Localization of Supersymmetric Chern-Simons-Matter Theory on a Squashed $S^3$ with $SU(2)\times U(1)$ Isometry

TL;DR

This work applies rigid supersymmetry localization to a 3D N=2 Chern-Simons-Matter theory on a squashed S^3 with SU(2)×U(1) isometry and a class of complex backgrounds. By solving generalized Killing spinor equations and employing Q-exact deformations, the partition function is reduced to a matrix-model form Z = (1/|W|) ∫ d^rσ Z_class Z_mat^{1-loop} Z_g^{1-loop}, where Z_class encodes FI and CS contributions and the 1-loop factors arise from matter and gauge sectors. The 1-loop determinants are expressed via the double-sine function s_b with parameters Q and b determined by the squashing and a complex background angle Θ; these results reproduce Jap-2 and IY in appropriate limits, and illustrate that κ shifts affect only the classical piece while Θ controls the 1-loop structure.
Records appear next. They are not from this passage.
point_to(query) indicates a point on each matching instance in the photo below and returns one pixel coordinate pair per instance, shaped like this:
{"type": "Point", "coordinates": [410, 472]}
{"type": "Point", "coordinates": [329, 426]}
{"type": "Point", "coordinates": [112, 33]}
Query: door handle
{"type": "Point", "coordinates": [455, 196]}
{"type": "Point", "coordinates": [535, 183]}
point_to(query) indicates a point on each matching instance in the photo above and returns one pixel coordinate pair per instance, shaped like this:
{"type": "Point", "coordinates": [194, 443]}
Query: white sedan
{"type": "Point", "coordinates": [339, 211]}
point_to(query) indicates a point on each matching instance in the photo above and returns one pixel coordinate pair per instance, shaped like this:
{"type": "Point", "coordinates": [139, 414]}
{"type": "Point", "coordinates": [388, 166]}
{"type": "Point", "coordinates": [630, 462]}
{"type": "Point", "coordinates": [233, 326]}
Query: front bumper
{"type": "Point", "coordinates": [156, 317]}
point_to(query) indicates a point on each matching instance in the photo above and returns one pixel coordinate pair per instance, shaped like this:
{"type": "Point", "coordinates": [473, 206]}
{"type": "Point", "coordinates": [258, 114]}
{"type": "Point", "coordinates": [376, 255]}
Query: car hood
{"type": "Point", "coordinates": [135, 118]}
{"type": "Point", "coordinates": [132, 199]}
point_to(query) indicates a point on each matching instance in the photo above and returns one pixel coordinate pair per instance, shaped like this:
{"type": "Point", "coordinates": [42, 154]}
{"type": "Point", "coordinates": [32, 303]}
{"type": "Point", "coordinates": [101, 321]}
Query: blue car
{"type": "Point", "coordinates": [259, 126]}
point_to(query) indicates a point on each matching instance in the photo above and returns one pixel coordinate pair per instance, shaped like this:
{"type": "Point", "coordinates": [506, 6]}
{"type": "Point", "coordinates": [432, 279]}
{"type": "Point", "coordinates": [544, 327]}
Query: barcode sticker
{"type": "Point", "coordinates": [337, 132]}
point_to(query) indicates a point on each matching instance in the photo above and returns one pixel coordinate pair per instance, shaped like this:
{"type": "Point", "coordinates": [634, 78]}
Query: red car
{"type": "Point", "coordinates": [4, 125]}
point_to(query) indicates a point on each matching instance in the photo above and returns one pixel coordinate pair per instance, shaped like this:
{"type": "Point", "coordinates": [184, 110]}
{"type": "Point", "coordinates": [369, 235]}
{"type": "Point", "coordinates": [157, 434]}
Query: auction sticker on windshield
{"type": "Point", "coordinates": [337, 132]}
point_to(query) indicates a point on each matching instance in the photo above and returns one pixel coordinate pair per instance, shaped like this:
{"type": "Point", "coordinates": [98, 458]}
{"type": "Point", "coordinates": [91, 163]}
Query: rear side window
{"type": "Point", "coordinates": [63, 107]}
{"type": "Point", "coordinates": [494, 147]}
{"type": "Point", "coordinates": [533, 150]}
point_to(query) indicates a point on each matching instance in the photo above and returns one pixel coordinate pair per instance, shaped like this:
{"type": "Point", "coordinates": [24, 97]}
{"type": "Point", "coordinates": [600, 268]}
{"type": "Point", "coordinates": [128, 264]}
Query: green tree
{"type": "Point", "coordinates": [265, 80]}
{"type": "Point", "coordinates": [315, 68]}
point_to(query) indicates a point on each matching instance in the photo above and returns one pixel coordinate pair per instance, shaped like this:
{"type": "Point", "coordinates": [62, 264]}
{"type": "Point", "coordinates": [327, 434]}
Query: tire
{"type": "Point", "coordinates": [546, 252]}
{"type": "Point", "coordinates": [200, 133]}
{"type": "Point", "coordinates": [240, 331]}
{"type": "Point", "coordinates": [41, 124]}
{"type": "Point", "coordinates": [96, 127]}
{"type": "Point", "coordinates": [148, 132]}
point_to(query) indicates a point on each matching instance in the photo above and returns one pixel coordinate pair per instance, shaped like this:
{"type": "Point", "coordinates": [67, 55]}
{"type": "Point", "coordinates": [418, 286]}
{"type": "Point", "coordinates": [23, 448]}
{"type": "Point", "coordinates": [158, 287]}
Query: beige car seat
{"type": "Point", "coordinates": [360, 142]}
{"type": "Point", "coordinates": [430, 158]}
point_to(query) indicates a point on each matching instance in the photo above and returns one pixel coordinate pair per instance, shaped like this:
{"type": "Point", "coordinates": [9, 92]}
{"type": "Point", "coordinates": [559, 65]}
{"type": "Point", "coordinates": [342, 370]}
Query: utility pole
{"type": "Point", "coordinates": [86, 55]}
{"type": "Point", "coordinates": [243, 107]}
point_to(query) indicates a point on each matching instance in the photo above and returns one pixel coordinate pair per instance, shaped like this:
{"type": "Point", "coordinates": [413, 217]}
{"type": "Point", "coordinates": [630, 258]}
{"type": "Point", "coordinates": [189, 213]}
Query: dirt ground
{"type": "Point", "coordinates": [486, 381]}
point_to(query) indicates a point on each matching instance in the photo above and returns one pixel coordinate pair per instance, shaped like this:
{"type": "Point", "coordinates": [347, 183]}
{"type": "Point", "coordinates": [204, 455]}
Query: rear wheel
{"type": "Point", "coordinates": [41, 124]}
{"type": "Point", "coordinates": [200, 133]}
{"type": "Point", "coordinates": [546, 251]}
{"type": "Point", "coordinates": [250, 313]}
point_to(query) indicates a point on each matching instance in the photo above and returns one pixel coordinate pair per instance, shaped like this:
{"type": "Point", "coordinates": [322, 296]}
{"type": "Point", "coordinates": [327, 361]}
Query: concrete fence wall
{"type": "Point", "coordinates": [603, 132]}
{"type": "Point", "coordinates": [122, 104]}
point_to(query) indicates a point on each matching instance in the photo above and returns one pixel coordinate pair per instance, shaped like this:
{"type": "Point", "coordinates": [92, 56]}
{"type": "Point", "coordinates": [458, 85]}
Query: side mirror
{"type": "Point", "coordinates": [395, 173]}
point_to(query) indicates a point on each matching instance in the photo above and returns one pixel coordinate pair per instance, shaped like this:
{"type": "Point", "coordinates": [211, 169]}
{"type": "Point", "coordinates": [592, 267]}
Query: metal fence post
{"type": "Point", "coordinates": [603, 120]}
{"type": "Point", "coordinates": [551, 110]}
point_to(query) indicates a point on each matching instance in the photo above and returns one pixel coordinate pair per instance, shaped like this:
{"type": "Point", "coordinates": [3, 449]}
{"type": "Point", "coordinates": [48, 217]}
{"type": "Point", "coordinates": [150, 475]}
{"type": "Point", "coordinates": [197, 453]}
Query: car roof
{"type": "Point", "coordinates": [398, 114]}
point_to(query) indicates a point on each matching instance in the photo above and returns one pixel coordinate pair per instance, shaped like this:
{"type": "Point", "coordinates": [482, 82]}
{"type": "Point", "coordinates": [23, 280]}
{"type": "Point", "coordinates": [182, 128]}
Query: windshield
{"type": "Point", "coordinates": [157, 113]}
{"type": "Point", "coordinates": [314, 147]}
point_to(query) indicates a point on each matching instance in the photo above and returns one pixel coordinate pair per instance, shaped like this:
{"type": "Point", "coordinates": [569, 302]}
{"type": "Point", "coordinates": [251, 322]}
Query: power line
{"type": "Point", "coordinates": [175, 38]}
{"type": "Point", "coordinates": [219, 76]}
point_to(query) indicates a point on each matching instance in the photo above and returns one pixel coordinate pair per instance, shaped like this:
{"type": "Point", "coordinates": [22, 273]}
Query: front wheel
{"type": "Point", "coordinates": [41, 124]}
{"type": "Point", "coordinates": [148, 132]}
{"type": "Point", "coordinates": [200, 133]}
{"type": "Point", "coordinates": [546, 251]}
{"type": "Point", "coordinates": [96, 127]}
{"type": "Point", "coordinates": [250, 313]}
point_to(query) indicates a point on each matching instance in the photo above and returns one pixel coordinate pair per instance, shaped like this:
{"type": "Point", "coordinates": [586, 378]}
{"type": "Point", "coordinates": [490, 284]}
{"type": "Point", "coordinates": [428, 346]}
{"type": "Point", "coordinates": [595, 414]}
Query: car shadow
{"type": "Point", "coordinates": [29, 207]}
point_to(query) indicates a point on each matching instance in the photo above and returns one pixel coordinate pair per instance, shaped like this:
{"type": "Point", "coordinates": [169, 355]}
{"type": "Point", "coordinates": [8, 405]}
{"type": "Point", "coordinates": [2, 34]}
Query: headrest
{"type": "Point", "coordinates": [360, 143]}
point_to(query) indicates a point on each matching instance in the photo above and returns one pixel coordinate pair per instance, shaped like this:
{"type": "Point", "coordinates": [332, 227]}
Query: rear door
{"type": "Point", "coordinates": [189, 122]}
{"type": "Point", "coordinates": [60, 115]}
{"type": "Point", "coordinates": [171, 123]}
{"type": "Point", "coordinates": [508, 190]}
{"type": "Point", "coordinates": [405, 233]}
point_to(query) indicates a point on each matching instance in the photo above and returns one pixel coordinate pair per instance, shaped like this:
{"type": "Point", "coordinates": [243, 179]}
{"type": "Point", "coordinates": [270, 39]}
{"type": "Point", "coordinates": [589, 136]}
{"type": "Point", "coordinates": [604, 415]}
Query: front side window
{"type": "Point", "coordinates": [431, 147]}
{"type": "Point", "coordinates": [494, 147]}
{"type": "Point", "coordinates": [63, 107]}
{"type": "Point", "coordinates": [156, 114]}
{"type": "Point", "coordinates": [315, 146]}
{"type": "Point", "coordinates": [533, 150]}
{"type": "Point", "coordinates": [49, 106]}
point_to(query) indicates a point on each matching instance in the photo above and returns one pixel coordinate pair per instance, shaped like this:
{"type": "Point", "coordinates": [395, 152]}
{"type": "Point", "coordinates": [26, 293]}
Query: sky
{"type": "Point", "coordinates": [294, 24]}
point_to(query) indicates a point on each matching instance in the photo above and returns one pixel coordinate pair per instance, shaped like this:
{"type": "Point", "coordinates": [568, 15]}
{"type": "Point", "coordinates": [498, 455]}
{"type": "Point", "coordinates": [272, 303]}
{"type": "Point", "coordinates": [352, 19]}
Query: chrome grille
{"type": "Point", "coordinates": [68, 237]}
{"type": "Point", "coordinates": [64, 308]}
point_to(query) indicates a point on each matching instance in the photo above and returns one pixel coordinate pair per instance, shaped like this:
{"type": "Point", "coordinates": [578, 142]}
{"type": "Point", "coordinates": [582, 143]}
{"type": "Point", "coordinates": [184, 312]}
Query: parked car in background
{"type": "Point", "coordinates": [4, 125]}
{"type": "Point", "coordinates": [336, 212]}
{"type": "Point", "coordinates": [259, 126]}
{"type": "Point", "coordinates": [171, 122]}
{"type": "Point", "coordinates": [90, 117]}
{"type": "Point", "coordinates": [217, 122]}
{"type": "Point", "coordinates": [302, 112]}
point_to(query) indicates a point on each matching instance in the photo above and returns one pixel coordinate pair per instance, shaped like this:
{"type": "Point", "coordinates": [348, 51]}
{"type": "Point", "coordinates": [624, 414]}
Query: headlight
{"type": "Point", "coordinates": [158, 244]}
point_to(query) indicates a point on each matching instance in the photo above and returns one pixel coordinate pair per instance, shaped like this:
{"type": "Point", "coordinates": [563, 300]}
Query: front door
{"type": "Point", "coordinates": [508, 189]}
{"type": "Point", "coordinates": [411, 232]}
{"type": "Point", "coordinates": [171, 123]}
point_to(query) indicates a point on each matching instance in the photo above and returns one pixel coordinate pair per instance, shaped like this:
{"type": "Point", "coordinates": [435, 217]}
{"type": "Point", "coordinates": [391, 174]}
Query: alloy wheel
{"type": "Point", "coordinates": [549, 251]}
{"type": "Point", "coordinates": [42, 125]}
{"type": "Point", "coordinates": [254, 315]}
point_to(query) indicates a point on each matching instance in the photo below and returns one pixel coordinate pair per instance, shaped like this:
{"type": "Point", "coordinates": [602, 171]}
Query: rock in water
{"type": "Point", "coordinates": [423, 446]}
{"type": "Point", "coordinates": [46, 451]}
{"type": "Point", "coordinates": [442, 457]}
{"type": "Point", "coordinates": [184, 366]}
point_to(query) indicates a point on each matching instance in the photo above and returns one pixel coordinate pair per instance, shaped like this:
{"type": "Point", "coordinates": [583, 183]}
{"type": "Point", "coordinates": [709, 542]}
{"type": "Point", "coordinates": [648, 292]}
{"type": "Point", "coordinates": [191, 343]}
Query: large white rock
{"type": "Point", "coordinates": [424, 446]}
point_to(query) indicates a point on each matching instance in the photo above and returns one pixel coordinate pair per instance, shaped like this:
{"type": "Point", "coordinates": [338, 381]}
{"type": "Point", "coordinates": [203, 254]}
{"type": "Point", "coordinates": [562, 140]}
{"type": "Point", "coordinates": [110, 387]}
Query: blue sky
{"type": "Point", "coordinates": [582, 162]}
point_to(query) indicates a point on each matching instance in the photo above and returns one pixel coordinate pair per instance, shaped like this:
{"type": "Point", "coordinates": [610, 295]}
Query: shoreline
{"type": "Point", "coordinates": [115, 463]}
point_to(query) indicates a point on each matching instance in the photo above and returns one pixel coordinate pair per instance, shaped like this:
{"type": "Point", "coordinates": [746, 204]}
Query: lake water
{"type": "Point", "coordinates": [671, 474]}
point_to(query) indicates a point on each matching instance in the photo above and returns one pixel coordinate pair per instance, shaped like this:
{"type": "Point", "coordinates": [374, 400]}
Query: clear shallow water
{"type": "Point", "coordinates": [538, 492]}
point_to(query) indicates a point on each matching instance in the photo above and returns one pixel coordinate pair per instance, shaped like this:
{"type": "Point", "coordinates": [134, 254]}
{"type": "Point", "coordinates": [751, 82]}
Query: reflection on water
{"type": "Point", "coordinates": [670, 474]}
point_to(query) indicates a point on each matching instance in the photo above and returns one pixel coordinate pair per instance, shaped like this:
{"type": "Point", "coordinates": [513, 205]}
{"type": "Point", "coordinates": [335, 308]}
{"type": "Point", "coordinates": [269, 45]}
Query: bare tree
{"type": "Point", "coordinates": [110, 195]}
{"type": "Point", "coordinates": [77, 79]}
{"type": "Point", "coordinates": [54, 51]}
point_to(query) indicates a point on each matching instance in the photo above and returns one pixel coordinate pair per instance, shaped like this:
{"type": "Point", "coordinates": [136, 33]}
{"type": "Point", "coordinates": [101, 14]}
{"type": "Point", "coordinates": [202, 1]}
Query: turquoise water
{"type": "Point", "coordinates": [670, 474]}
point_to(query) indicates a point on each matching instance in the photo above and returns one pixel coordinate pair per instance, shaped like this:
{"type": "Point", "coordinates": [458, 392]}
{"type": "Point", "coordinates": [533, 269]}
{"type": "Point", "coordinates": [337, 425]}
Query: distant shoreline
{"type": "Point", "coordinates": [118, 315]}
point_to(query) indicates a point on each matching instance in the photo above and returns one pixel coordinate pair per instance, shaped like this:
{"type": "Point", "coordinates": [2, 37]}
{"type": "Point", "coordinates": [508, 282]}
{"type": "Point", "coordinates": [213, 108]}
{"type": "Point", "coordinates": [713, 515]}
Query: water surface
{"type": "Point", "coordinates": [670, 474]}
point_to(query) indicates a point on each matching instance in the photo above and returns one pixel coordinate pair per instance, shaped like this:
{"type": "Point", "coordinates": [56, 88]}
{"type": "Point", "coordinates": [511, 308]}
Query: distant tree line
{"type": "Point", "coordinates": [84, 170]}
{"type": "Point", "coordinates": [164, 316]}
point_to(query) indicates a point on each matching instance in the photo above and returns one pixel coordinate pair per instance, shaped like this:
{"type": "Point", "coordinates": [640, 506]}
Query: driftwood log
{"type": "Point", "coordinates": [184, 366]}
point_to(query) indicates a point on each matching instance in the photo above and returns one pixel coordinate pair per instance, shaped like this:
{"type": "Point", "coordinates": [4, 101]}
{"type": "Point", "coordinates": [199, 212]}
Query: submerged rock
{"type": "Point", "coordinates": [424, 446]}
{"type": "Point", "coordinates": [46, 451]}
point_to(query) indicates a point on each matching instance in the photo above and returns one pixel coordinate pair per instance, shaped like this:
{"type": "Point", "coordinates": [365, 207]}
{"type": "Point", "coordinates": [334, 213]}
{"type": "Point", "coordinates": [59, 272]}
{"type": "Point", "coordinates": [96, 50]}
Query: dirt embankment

Overall, the study provides a unified framework relating various squashed-S^3 localization results and highlights how complex backgrounds influence the partition function, with potential implications for holography and gravity duals.

Abstract

Localization of supersymmetric $\mathcal{N}=2$ Chern-Simons-Matter theory on a squashed $S^3$ with $SU(2)\times U(1)$ isometry has been studied by different groups of authors. In this paper, we localize the theory on a squashed $S^3$ with $SU(2)\times U(1)$ isometry and a class of complex background. We see that certain kinds of shifts of the background gauge fields are crucial in obtaining nontrivial results, and the previously found results on this manifold can be incorporated in our results as special limits.